Dans un geste qui rendra certainement à nouveau grand le secteur américain du polysilicium, le président Donald Trump a signé jeudi un décret imposant un droit de douane de 15% sur les produits importés fabriqués à partir de polysilicium - le matériau crucial qui fait vivre à la fois les semi-conducteurs et les panneaux solaires. Parce que rien ne dit 'protéger la sécurité nationale' comme une taxe sur la boue dérivée du sable.

Le décret, qui fixe également des prix minimaux à l'importation pour le polysilicium et les produits connexes, fait suite à une enquête de sécurité nationale sur la production étrangère de ce matériau. Le but ? Protéger les fabricants américains de la marche inexorable de l'industrie des puces chinoise, qui a été une source majeure de friction entre les deux plus grandes économies du monde - parce que, apparemment, il n'y avait pas déjà assez de frictions.

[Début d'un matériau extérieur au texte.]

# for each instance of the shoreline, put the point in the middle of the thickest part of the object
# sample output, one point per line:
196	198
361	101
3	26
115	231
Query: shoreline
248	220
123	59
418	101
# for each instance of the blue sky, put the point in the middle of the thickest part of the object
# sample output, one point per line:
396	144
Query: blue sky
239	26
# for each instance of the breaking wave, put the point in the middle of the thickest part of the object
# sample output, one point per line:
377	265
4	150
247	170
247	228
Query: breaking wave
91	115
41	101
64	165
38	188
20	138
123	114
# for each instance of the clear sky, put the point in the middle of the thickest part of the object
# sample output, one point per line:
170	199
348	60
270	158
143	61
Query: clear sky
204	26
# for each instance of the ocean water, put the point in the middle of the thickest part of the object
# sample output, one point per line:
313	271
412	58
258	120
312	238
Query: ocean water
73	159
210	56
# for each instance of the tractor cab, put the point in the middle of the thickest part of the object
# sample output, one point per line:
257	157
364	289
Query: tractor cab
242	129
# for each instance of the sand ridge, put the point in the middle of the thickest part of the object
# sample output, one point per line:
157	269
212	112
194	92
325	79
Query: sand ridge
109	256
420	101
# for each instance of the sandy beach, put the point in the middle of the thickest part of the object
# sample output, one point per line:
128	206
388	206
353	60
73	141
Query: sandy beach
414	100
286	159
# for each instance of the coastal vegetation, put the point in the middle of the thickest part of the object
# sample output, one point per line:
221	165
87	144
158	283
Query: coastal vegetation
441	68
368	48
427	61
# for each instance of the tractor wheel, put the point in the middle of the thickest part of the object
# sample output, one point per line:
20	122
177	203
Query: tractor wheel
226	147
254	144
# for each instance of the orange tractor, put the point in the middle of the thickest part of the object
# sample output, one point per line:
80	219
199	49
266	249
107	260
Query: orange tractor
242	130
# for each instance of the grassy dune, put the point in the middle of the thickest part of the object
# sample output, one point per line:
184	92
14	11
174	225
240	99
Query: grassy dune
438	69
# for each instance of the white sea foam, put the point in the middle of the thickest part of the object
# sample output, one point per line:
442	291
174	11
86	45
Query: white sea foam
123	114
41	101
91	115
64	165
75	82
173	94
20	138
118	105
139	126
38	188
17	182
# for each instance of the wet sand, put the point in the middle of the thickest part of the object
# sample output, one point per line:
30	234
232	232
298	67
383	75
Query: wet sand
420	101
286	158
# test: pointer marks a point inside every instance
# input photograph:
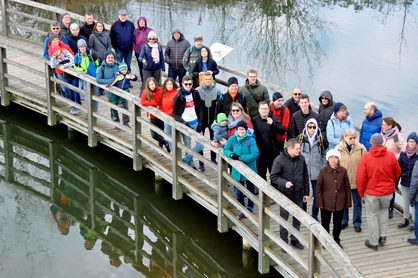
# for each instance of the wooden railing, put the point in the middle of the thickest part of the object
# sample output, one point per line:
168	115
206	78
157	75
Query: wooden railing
141	149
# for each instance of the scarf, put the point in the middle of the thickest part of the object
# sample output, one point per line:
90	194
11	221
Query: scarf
411	151
391	132
340	118
232	123
155	53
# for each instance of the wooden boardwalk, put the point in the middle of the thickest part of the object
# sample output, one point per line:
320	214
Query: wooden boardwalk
26	81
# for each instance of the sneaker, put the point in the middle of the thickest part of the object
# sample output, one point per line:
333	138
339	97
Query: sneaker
373	247
297	245
75	111
412	241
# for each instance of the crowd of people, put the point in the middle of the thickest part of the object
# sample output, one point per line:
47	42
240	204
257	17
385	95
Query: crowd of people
322	159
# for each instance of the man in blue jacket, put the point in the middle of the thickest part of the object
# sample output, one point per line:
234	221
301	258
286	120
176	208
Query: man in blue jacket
372	124
121	36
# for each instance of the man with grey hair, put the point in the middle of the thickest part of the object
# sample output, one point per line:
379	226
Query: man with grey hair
371	124
192	54
121	36
55	29
74	37
174	53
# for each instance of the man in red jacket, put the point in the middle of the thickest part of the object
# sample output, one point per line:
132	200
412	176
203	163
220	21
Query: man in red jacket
377	173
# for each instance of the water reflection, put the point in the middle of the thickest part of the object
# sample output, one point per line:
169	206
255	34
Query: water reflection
61	213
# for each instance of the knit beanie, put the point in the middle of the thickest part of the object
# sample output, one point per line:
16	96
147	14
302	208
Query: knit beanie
337	107
123	66
412	136
277	96
232	80
333	152
376	139
55	47
53	36
198	37
242	124
221	117
152	34
64	14
81	43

L'ambassade de Chine à Washington n'a pas apprécié, qualifiant cette mesure de 'grave perturbation' du commerce et promettant de protéger ses entreprises. 'Washington abuse du pouvoir de l'État pour s'attaquer aux entreprises chinoises', a déclaré l'ambassade, ajoutant que le protectionnisme ne rendra pas les États-Unis plus compétitifs. Ce qui est un peu fort, venant d'un pays qui en connaît un rayon en matière d'intervention de l'État, mais passons.

Trump, citant les recommandations du secrétaire au Commerce Howard Lutnick, a fixé le droit de douane de 15% et les prix minimaux à l'importation, avec des mesures qui entreront en vigueur en décembre. Les États-Unis offriront également des incitations pour stimuler la production nationale, parce que rien ne dit 'marché libre' comme des subventions gouvernementales pour les fabricants locaux.

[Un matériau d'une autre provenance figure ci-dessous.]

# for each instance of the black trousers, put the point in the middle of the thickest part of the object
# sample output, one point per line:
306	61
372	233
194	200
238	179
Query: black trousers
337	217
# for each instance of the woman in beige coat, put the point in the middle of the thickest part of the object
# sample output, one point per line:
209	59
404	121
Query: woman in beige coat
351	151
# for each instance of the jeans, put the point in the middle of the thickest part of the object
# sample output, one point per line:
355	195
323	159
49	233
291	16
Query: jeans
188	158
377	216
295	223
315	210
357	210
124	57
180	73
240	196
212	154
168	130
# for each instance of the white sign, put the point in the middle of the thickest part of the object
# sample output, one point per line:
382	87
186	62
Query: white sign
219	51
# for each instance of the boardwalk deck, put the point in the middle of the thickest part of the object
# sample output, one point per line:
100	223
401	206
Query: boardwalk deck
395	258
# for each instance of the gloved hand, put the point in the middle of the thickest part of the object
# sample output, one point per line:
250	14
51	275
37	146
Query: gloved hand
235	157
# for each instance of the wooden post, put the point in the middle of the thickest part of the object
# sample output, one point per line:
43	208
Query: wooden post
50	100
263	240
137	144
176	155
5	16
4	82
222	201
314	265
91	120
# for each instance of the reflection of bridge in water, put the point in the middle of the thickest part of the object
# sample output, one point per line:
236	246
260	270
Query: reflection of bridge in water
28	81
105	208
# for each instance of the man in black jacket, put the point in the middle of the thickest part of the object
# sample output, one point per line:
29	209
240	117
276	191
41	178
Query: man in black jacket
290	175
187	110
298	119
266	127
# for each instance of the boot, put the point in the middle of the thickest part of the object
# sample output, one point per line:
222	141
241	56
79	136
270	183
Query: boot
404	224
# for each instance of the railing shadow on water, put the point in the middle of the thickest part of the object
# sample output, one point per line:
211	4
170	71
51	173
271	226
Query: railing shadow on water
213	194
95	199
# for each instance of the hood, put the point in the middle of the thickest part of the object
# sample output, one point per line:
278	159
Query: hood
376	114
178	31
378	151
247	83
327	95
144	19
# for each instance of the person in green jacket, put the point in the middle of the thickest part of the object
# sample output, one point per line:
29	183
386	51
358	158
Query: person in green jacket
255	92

'Les États-Unis ont permis à des entreprises étrangères d'affaiblir les producteurs américains dans le secteur du polysilicium', a déclaré Trump, ignorant commodément que la part des États-Unis dans la production mondiale de polysilicium a chuté de 50% en 2005 à moins de 2% en 2024 - un déclin qui pourrait avoir quelque chose à voir avec la dynamique du marché, mais bien sûr, les droits de douane sont la réponse.

La Chine détient un quasi-monopole sur la production de polysilicium, ce qui explique probablement pourquoi cette mesure devrait profiter à Hemlock Semiconductor et Wacker Chemie, les principaux producteurs américains. Bien pour eux.

Et quelle est la vue d'ensemble ? Les puces informatiques sont le nouveau pétrole dans la course à l'IA entre les États-Unis et la Chine, et Washington et Pékin sont engagés dans une guerre tarifaire de représailles qui est en pause depuis mai 2025. Mais cette nouvelle escalade, comme l'ont analysé des analystes aux médias d'État chinois, marque une étape de plus dans les efforts de Washington pour limiter le rôle de la Chine dans les chaînes d'approvisionnement technologiques critiques. Parce que rien ne dit 'technologie critique' comme les drones, les robots humanoïdes, et maintenant, le polysilicium.

La Chine a déjà répondu par des contrôles à l'exportation plus stricts sur les drones et un examen de sécurité nationale des imprimantes et photocopieurs importés. Parce que qu'est-ce qu'une guerre commerciale sans un peu de drame autour des imprimantes ?

Voilà donc : un droit de douane qui rendra certainement à nouveau grand l'industrie américaine du polysilicium, ou du moins lui donnera une chance de lutter contre le rouleau compresseur chinois. Quoi qu'il en soit, c'est une mesure audacieuse qui ne manquera pas de bouleverser la chaîne d'approvisionnement mondiale - et de nous fournir une matière infinie pour des titres pleins d'esprit.